Take $G = SO_3(\mathbb{R})$. This is a compact connected Lie Group of dimension $3$, and its maximal tori are embedded copies of $SO_2(\mathbb{R})$. In $G$, the two matrices

$$A = \begin{pmatrix} - 1& 0 & 0 \\ 0 & -1 & 0 \\ 0 & 0 & 1 \end{pmatrix}\qquad\text{and}\qquad B =\begin{pmatrix} 1 & 0 & 0 \\ 0 & -1 & 0 \\ 0 & 0 & -1 \end{pmatrix}$$

generate a Klein $4$-group $K = \{ I, A, B, AB\}$. This is a maximal abelian subgroup of $SO_3(\mathbb{R})$ which is not a maximal torus.

For a $3\times 3$-matrix commutes with $A$ and with $B$ if and only if it is diagonal, and the diagonal matrices in $SO_3(\mathbb{R})$ are precisely $I, A, B, AB$, thus there is no abelian subgroup of $SO_3(\mathbb{R})$ properly containing $K$, i.e. $K$ is maximal abelian.
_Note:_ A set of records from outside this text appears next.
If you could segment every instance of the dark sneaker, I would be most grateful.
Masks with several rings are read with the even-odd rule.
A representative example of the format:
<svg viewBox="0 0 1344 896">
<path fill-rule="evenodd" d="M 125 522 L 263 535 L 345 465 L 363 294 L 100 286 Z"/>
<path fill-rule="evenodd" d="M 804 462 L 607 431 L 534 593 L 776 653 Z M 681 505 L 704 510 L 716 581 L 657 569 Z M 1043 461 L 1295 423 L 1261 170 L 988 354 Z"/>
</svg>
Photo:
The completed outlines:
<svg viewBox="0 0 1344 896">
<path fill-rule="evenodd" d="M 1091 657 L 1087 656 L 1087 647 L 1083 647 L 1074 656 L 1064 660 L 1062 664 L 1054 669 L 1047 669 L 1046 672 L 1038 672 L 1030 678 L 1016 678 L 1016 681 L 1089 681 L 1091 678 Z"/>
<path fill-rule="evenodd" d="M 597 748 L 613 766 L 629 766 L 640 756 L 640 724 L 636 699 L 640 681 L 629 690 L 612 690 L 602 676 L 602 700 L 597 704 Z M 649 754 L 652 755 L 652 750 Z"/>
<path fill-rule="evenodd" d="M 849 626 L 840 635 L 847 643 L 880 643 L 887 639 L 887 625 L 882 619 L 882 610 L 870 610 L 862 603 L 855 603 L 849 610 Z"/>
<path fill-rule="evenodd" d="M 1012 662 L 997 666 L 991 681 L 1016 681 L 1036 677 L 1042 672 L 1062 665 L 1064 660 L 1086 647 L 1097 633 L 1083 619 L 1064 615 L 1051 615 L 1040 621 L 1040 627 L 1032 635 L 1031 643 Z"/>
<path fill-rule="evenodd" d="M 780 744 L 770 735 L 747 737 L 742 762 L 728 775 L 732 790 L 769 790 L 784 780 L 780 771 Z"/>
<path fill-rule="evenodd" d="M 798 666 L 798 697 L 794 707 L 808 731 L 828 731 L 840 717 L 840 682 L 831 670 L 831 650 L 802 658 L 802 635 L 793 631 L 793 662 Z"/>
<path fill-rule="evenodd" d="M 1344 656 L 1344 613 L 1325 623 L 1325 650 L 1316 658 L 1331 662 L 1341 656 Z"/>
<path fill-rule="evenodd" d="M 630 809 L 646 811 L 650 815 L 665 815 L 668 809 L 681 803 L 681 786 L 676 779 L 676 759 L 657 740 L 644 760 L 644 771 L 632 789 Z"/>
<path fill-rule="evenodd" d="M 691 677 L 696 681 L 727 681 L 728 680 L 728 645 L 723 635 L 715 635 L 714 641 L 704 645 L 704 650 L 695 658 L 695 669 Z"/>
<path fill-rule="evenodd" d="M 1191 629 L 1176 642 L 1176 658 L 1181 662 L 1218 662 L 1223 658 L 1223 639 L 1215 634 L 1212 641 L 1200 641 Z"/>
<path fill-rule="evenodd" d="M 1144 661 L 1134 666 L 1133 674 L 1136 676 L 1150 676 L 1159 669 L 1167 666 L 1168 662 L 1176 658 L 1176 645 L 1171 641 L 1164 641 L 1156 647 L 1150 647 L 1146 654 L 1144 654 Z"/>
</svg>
Since $K$ has dimension $0$, and maximal tori in $SO_3(\mathbb{R})$ have dimension $1$, not all maximal abelian subgroups have the same dimension. In fact, a maximal abelian subgroup which is not a maximal torus must necessarily have lower dimension than the maximal tori. The connected component of the identity in a compact abelian subgroup is a torus, and if it had the same dimension as maximal tori, it would also be a maximal torus.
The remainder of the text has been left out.